Halley-Newton, la amistad que revolucionó la ciencia

Científicos hallan 300 ejemplares de Principia, la obra que escribió Newton pero financió Halley y que cambió la historia del Universo

Edmund Halley e Isaac Newton
Edmund Halley e Isaac Newton

En el siglo XVII una pareja de astrónomos ingleses protagonizó una de las mayores revoluciones científicas de la historia. Por entonces, el mundo estaba dominado todavía por la superstición, pero la luz se encendió con la Ilustración y atrás quedó el milenio de la Edad Oscura. Los curiosos volvían a ser libres para pensar y plantarse el por qué de las cosas. En aquella época había un debate que tenía ocupado a muchos sabios: la órbita de los planetas. Uno de las mentes que no dejaba de darle vueltas al asunto era la de Edmund Halley. El matemático tenía su residencia en Oxford, donde también vivía un físico que era famoso por descubrimientos sobre la naturaleza de la luz, pero también por ser un ermitaño y por realizar prácticas tan poco científicas como tratar de encontrar mensajes ocultos en la Biblia. Su nombre era Isaac Newton.

Halley sabía que Newton era muy bueno con el cálculo, así que decidió visitarle para conocer su opinión sobre el asunto del movimiento de los planetas. Para su sorpresa, Newton ya había descifrado el misterio. «La gravedad es proporcional al producto de las masas e inversamente proporcional al cuadrado de la distancia, por eso se mueven en elipse», le explicó. Halley no daba crédito. No solo le rogó que ordenase todos los datos para publicar un libro, sino que financió él mismo de su bolsillo la publicación de una obra que se titularía Philosophiae Naturalis Principia Mathematica, más conocida como Principia. El destino quiso después que Halley utilizase el trabajo de Newton para desvelar otro misterio, el de los cometas. Descubrir que son cuerpos astronómicos que se rigen por leyes naturales y no un castigo enviado por los dioses puso fin a miles de años de superstición.

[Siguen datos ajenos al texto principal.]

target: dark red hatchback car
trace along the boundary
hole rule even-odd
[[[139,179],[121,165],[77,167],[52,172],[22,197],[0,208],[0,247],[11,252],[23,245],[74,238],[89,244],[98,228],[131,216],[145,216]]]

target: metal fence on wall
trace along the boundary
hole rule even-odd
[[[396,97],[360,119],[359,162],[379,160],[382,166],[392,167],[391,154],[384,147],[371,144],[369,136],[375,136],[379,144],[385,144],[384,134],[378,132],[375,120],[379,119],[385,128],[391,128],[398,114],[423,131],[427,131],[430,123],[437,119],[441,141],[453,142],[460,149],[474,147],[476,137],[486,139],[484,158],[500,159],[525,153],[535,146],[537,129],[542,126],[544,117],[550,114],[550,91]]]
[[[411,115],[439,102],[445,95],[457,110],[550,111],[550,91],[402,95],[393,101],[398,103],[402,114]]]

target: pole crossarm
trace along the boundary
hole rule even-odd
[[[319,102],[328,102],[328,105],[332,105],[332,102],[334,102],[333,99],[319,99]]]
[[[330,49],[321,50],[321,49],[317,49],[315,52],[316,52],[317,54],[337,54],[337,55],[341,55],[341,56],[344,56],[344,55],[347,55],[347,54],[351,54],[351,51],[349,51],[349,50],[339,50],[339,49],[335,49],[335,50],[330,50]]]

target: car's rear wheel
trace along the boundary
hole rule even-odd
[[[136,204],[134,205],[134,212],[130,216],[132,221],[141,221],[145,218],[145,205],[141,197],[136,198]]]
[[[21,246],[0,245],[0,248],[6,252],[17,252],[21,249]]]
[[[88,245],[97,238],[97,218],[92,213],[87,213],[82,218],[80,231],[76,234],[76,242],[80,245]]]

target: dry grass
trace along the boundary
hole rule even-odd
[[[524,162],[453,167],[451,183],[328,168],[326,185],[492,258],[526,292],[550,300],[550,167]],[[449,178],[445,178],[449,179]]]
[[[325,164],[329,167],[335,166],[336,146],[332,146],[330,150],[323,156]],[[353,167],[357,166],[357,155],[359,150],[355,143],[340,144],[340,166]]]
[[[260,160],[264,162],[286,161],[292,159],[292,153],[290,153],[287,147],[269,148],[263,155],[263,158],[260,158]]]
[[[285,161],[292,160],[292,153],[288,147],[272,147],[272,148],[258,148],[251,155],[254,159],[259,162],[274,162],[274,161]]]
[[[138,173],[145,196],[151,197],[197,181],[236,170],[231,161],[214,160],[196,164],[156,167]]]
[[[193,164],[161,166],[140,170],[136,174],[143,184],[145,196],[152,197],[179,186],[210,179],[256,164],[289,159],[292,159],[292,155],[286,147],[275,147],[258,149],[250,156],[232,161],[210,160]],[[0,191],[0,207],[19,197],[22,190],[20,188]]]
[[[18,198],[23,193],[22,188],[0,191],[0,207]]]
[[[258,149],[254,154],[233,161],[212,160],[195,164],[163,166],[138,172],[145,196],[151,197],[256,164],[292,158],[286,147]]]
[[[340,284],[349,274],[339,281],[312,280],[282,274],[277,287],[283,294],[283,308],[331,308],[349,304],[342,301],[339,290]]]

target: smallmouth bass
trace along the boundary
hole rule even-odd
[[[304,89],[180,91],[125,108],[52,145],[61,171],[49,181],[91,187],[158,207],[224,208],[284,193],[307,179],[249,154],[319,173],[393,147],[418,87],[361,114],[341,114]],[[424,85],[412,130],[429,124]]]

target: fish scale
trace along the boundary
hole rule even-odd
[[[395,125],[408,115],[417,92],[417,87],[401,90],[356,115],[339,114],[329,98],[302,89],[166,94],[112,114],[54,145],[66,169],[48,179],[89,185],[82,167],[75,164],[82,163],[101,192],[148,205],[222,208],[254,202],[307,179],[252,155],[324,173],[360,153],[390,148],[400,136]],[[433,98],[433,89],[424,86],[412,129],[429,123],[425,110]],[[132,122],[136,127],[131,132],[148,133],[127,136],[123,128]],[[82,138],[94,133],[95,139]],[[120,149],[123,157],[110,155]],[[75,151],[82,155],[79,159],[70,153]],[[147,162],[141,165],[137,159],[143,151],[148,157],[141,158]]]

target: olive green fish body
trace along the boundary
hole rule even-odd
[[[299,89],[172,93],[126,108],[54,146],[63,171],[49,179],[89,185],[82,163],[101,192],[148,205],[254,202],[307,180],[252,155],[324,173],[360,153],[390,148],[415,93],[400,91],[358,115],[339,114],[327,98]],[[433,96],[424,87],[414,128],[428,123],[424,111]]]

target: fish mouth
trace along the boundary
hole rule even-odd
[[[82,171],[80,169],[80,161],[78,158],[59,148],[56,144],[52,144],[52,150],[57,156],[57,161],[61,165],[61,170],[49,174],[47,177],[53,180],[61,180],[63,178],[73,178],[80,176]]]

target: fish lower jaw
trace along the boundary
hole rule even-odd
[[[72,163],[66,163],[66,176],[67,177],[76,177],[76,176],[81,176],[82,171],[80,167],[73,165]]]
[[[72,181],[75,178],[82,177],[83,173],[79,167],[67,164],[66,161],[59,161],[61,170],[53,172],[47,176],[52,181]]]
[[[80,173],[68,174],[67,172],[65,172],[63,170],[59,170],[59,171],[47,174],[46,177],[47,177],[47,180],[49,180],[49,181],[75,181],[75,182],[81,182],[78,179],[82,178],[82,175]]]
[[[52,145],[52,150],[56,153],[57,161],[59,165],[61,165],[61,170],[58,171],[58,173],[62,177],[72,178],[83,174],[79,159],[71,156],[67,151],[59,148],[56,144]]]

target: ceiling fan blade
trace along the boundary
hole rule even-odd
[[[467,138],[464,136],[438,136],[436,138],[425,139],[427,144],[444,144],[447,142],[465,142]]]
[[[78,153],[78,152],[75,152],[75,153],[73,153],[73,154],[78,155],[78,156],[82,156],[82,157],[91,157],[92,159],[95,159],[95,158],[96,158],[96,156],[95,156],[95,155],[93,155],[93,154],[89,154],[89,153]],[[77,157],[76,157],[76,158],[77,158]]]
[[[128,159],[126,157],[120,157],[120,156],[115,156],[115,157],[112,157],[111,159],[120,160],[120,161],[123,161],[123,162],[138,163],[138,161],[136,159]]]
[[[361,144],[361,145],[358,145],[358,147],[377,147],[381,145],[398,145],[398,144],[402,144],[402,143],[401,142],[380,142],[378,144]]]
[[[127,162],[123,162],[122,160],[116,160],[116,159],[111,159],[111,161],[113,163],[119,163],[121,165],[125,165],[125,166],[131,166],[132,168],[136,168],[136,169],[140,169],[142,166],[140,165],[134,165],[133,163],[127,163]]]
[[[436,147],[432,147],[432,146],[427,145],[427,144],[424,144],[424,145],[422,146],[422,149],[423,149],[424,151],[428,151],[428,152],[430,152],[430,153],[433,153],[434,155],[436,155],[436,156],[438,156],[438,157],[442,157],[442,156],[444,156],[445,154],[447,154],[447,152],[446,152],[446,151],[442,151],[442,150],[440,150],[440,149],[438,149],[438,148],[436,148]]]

Un grupo de investigadores del Instituto de Tecnología de California (Caltech) ha hallado 200 nuevas copias del libro publicado en 1687. Los investigadores encontraron evidencias de que los Principia, que se pensaba que estaban reservados solo para un grupo selecto de matemáticos expertos, eran más leídos y comprendidos de lo que se pensaba. «Una de las conclusiones que hemos tenido es que la transmisión de la obra y sus ideas fue mucho más rápida y abierta de lo que asumimos, y esto tendrá implicaciones en el trabajo futuro que nosotros y otros estamos haciendo sobre este tema», explicó Mordechai Feingold, profesor de Historia de la Ciencia y las Humanidades en Caltech. «La influencia de Newton ejerció una influencia considerable en muchos otros aspectos de la vida, y eso es lo que hizo él una figura tan canónica durante el siglo XVIII y más allá», añade.